SKC Science & Technology Webinar

Bottom-up engineering: from protein molecules to stem and immune cells


Date/Time: Saturday, March 5, 2022, 6:00pm Indian Standard Time

Speaker: Rubul Mout, Harvard University and Boston Children's Hospital, USA


Recording at YouTube: https://youtu.be/QR55MjcsKx4


Abstract: Nature has built molecules and assembled them to make larger entities called cells, or life, an incredible phenomenon that happened in the last couple of billions of years. I and my co-workers tried to emulate nature’s intricate process of building protein machines—the machines that power up life. In the past couple of years, we have built large protein assemblies, proteins that never existed in nature before, from scratch. With those protein molecules, we are exploring a vast world of possibilities in further engineering life--from stem cells to immune cells--to fight off diseases.​


Bio: Rubul Mout is a Fellow (Research) at Harvard Medical School, Harvard University, and at the Stem Cell Program, Boston Children’s Hospital (BCH), Boston, USA. Prior to joining Harvard/BCH, he was a Washington Research Foundation Innovation Fellow at the Institute for Protein Design, University of Washington. He received his Ph.D. from University of Massachusetts, Amherst, USA. He is the co-author of more than 35 research articles and the inventor of numerous technologies in gene editing and protein design. Between the years 2014-2018, he developed a technology for intracellular protein delivery and gene editing in mammalian cells, termed as the ‘E-tag’ method, which was published in a series of five research papers. In 2020, he was granted a patent for this technology by USPTO (the United States Patent and Trademark Office).
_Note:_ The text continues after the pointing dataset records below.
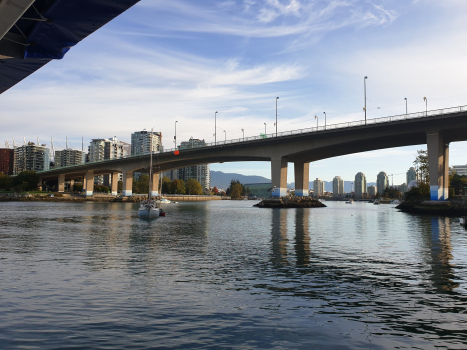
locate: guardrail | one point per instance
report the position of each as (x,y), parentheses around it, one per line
(415,115)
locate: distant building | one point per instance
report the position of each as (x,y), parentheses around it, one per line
(7,156)
(143,142)
(411,175)
(31,157)
(68,157)
(360,185)
(371,190)
(101,149)
(201,173)
(382,182)
(318,187)
(460,169)
(260,190)
(337,186)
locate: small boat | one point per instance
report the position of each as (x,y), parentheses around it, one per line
(163,201)
(148,210)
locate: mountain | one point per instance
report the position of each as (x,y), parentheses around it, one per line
(222,180)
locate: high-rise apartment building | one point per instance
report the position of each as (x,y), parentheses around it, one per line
(360,185)
(31,157)
(337,186)
(318,187)
(382,182)
(7,156)
(101,149)
(68,157)
(143,142)
(411,175)
(371,190)
(201,172)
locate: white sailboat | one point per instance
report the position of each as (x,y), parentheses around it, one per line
(148,209)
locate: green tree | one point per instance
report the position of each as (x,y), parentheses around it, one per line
(178,187)
(193,187)
(421,166)
(5,182)
(236,189)
(26,180)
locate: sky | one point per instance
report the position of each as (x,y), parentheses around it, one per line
(179,60)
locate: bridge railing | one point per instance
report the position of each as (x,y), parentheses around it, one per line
(425,114)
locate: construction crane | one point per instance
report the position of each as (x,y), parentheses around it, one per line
(392,178)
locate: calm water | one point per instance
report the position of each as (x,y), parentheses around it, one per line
(225,275)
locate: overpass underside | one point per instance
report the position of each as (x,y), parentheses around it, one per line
(301,149)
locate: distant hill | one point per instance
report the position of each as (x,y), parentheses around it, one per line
(222,180)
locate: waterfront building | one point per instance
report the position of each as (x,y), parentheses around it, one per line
(460,169)
(382,182)
(360,185)
(101,149)
(7,156)
(337,186)
(318,187)
(31,157)
(201,172)
(68,157)
(143,142)
(411,175)
(371,190)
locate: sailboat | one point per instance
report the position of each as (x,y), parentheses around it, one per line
(148,209)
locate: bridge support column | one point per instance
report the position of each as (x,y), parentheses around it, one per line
(114,184)
(155,184)
(438,162)
(278,177)
(89,182)
(302,178)
(61,183)
(127,182)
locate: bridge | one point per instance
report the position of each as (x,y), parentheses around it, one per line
(436,128)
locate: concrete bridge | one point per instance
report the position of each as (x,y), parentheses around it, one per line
(435,128)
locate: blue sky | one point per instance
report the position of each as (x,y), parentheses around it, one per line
(163,61)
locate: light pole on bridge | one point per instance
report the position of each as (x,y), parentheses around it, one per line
(426,105)
(364,93)
(215,127)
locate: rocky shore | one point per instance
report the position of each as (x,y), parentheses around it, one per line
(290,202)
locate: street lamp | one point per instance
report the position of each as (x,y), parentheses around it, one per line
(215,127)
(276,114)
(364,93)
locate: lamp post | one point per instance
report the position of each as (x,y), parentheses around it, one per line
(364,93)
(276,114)
(215,127)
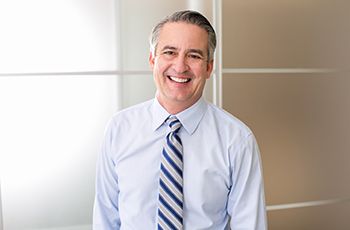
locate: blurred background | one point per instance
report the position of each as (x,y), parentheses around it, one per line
(67,65)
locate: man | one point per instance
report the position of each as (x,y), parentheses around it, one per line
(178,162)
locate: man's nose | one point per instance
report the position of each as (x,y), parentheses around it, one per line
(180,64)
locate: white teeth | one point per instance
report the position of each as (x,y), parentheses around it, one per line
(180,80)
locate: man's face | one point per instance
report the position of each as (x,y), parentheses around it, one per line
(180,65)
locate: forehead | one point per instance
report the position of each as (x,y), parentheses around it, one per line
(183,35)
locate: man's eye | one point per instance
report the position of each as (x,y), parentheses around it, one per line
(194,56)
(169,52)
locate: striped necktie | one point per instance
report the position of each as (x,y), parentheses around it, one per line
(170,204)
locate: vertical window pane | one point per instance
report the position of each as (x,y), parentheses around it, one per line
(51,131)
(57,35)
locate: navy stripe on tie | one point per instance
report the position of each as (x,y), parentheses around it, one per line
(178,139)
(173,147)
(166,220)
(170,193)
(169,208)
(173,164)
(171,178)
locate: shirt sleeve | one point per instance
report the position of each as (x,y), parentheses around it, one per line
(106,212)
(246,203)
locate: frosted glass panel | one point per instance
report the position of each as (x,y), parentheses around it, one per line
(51,132)
(57,35)
(137,89)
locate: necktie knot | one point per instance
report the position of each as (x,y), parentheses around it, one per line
(174,124)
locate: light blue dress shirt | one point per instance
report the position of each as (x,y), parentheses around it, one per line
(222,171)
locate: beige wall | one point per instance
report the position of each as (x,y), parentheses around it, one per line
(294,94)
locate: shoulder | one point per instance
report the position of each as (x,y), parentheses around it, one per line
(226,120)
(132,115)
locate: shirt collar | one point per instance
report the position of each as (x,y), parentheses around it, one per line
(189,118)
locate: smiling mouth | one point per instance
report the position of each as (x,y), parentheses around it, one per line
(179,80)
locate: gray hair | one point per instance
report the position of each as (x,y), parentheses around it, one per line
(191,17)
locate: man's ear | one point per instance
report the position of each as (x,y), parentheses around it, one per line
(151,60)
(210,66)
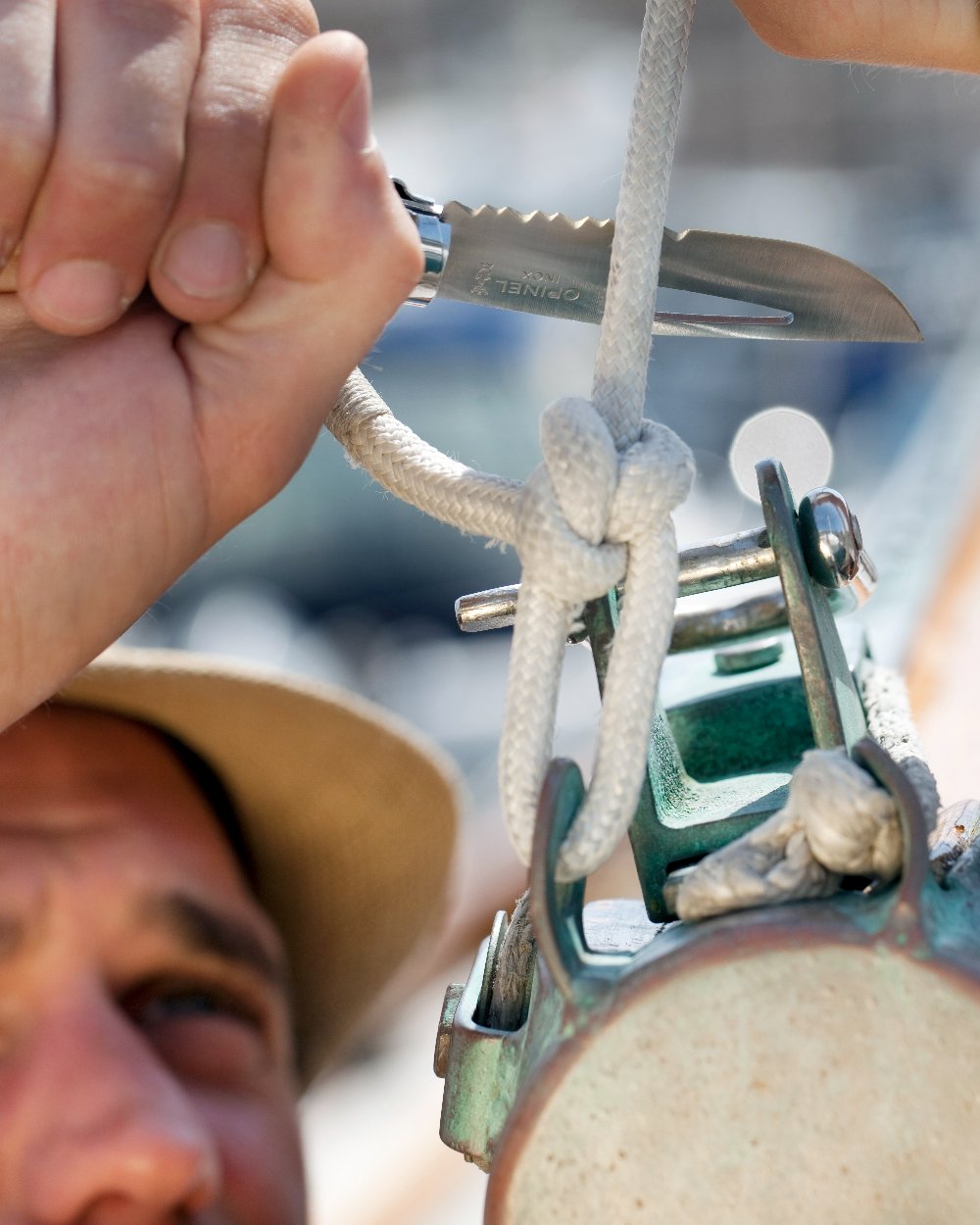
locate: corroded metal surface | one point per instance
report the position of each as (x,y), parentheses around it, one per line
(802,1063)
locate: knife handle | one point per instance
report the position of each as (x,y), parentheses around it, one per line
(434,235)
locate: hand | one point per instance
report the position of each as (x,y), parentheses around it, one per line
(914,33)
(131,437)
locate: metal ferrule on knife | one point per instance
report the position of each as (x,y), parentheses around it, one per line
(434,234)
(547,264)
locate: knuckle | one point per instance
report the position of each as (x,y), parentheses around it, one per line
(156,19)
(24,148)
(289,23)
(150,182)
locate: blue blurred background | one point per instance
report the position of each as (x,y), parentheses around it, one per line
(524,103)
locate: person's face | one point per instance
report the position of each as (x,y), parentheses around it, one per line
(145,1052)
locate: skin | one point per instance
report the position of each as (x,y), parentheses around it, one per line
(914,33)
(145,1076)
(131,437)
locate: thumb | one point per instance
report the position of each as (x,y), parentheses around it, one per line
(342,258)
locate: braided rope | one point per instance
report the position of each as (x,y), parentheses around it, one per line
(597,509)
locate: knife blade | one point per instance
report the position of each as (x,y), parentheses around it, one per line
(547,264)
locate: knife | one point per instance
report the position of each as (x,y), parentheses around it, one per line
(545,264)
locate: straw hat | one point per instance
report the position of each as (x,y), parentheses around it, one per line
(348,813)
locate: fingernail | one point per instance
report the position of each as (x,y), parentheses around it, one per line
(354,121)
(81,293)
(207,260)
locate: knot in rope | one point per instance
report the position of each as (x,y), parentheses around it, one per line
(836,822)
(656,476)
(591,515)
(586,503)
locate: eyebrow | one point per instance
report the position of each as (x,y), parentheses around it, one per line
(201,929)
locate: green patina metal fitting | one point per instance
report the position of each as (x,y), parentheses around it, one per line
(723,748)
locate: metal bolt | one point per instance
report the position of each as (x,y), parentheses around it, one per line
(833,545)
(831,539)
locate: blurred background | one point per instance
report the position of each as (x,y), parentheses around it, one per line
(524,103)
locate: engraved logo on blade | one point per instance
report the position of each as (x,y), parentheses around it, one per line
(538,284)
(484,274)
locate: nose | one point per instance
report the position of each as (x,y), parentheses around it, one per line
(102,1132)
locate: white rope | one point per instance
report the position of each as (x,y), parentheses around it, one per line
(837,821)
(597,510)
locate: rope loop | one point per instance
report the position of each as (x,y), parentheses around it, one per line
(589,517)
(597,509)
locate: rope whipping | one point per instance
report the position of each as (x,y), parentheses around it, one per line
(597,509)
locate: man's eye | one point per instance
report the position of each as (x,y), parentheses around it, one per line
(160,1003)
(206,1034)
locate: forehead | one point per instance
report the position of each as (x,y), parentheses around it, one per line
(74,779)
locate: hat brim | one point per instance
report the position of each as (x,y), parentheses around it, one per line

He the author of two books—a collection of short stories and a memoir—in his native language Assamese.


Target Audience: This is for a wider audience. In particular, higher secondary and college students and teachers are welcome.

This webinar will be conducted over Zoom. The Zoom link will be available to registrants (sent to their email addresses) shortly before the webinar starts.

This webinar is part of SKC Science and Technology Webinar Series.